India must boost growth, cut its fiscal deficit and fulfil promises of financial and fiscal reforms in order to justify an upgrade in a credit rating, currently lodged one rung above junk bond territory, rating agency Standard & Poor's said on Monday.
S&P raised India's credit rating outlook to 'stable' from 'negative' in September, citing the prospect of reforms. The agency, in a news release issued on Monday, listed what it needed to see to upgrade India's sovereign debt credit rating from 'BBB-minus'.

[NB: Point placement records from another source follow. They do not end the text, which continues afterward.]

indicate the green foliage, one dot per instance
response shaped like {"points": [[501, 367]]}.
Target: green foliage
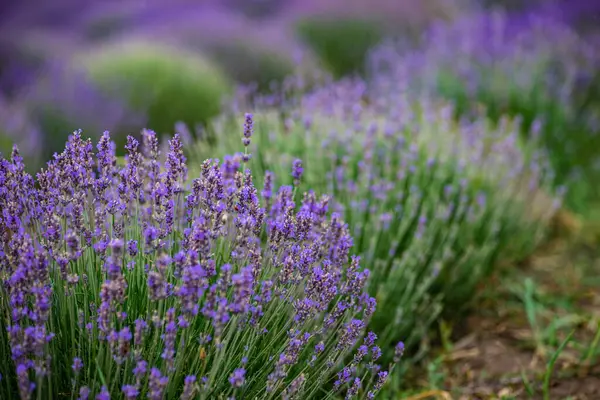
{"points": [[342, 44], [416, 216], [165, 84], [250, 63], [565, 132]]}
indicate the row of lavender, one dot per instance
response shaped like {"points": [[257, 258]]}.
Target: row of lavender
{"points": [[129, 281]]}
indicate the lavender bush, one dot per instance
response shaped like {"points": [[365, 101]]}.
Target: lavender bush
{"points": [[131, 281], [434, 205], [530, 65]]}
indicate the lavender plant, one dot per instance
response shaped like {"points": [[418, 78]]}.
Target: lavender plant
{"points": [[132, 281], [528, 65], [434, 205]]}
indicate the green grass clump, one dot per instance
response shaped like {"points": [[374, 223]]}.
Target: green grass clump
{"points": [[249, 63], [165, 84], [342, 44]]}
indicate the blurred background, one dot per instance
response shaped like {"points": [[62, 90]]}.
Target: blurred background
{"points": [[128, 64]]}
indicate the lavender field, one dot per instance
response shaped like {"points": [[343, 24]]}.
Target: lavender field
{"points": [[281, 199]]}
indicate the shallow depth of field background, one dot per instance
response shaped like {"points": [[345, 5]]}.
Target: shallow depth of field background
{"points": [[502, 301]]}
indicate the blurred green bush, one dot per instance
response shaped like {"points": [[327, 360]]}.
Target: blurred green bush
{"points": [[165, 84], [341, 43]]}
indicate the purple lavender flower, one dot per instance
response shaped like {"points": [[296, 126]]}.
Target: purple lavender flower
{"points": [[130, 392], [297, 171], [188, 387], [237, 378], [248, 129], [104, 394], [156, 384], [77, 365], [84, 393]]}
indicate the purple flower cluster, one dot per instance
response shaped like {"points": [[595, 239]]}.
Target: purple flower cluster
{"points": [[133, 276]]}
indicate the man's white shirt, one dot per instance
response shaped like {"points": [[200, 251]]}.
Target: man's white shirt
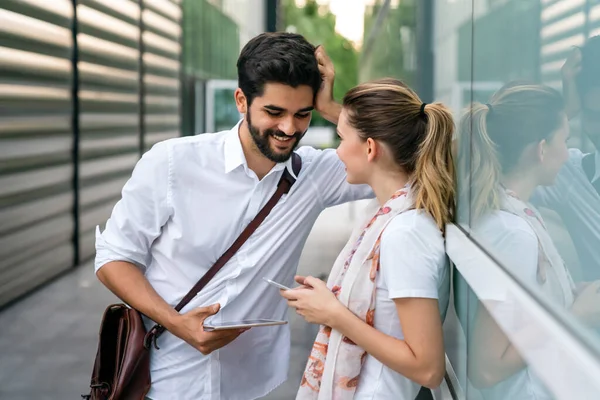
{"points": [[188, 199]]}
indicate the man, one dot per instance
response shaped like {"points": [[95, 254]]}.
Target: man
{"points": [[189, 198], [575, 196]]}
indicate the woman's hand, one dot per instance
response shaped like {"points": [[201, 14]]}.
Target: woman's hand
{"points": [[315, 302]]}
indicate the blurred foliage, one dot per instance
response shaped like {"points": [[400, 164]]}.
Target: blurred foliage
{"points": [[389, 47], [211, 41], [317, 24]]}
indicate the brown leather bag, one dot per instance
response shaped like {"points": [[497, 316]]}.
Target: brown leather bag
{"points": [[122, 365]]}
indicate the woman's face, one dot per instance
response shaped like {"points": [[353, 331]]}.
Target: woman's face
{"points": [[353, 151], [554, 153]]}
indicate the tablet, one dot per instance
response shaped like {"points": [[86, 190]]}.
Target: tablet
{"points": [[249, 323]]}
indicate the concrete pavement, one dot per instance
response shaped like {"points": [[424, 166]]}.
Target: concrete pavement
{"points": [[48, 339]]}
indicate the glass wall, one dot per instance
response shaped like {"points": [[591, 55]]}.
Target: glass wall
{"points": [[522, 77]]}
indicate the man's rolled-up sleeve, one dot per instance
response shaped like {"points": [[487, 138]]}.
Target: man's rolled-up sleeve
{"points": [[138, 217]]}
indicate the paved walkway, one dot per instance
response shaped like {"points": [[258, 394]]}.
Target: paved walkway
{"points": [[48, 340]]}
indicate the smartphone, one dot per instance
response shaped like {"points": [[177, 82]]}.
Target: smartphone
{"points": [[250, 323], [277, 285]]}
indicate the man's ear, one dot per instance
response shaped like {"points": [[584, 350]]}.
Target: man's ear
{"points": [[241, 102]]}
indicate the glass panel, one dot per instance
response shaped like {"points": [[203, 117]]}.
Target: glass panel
{"points": [[527, 170], [494, 330]]}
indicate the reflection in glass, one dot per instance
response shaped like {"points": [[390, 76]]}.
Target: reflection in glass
{"points": [[517, 143]]}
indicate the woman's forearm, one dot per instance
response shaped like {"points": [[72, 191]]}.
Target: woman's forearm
{"points": [[390, 351]]}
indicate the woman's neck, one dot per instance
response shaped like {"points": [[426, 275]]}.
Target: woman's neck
{"points": [[384, 185], [522, 186]]}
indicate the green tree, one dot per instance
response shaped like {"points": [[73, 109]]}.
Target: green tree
{"points": [[384, 53], [317, 24]]}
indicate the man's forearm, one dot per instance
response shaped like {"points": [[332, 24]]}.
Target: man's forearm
{"points": [[332, 112], [128, 283]]}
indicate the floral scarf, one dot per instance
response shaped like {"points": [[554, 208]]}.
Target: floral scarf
{"points": [[335, 362], [552, 274]]}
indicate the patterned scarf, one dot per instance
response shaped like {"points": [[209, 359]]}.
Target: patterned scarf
{"points": [[335, 362], [552, 274]]}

"Crucial factors include higher growth in real per capita GDP, stronger fiscal and debt metrics, and a stronger external position or improved monetary policy setting, and the government's ability to fulfil its promises on key reforms will be critical to the country's success," S&P said.
The government presents its annual budget for fiscal 2015/16 on Saturday, but S&P said it did not expect swift progress on fiscal consolidation, and if this was the sole consideration India would have to wait several years before an upgrade.

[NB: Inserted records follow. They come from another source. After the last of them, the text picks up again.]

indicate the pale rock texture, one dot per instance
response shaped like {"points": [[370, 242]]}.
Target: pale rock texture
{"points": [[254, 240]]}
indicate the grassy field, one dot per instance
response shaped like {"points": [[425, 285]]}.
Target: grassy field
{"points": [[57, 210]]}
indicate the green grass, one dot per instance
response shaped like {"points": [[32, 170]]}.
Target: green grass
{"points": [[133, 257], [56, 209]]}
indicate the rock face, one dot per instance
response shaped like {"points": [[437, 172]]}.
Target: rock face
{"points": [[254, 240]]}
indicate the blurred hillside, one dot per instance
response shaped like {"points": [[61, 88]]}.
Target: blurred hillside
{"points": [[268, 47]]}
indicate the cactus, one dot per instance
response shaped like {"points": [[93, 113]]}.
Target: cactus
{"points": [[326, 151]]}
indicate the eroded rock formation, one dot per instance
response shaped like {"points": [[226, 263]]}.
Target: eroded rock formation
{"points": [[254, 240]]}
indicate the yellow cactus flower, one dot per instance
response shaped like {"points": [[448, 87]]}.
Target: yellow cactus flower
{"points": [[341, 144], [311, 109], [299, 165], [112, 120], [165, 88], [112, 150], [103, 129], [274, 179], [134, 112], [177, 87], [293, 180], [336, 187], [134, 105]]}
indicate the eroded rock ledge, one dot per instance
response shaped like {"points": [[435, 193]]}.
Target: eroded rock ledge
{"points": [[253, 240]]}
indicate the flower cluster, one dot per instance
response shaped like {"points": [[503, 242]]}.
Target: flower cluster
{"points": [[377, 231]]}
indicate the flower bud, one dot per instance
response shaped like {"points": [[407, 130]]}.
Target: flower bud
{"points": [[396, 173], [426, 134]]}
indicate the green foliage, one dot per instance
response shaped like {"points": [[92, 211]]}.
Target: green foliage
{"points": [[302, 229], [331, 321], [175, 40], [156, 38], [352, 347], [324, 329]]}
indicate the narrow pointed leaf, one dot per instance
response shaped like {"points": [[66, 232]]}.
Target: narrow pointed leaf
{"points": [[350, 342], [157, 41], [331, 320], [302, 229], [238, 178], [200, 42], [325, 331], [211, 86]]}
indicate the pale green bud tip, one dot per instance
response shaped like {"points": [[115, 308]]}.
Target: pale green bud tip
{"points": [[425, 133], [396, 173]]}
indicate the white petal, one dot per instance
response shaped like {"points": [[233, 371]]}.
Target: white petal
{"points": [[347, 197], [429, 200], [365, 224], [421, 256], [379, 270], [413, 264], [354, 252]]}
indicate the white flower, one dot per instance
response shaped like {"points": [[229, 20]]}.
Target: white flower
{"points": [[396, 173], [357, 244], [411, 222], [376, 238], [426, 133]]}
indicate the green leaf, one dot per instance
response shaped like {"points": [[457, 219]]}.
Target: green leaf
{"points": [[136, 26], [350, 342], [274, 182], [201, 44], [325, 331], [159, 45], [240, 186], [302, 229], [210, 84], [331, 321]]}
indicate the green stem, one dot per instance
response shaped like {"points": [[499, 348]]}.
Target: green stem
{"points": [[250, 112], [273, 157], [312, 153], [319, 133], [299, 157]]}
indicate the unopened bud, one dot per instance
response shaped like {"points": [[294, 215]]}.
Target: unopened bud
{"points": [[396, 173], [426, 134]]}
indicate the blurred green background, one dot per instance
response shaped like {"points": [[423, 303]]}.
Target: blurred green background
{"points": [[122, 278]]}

"Improvements in India's weak fiscal balance sheet are likely to be gradual and are thus unlikely to lead to a rating upgrade in the next three to five years," S&P said, adding that the country's fiscal and debt indicators are the weakest among peers like Brazil and Indonesia.
The Budget will be closely watched for pro-growth measures, reforms for the power sector and other areas of infrastructure, as well as fiscal consolidation.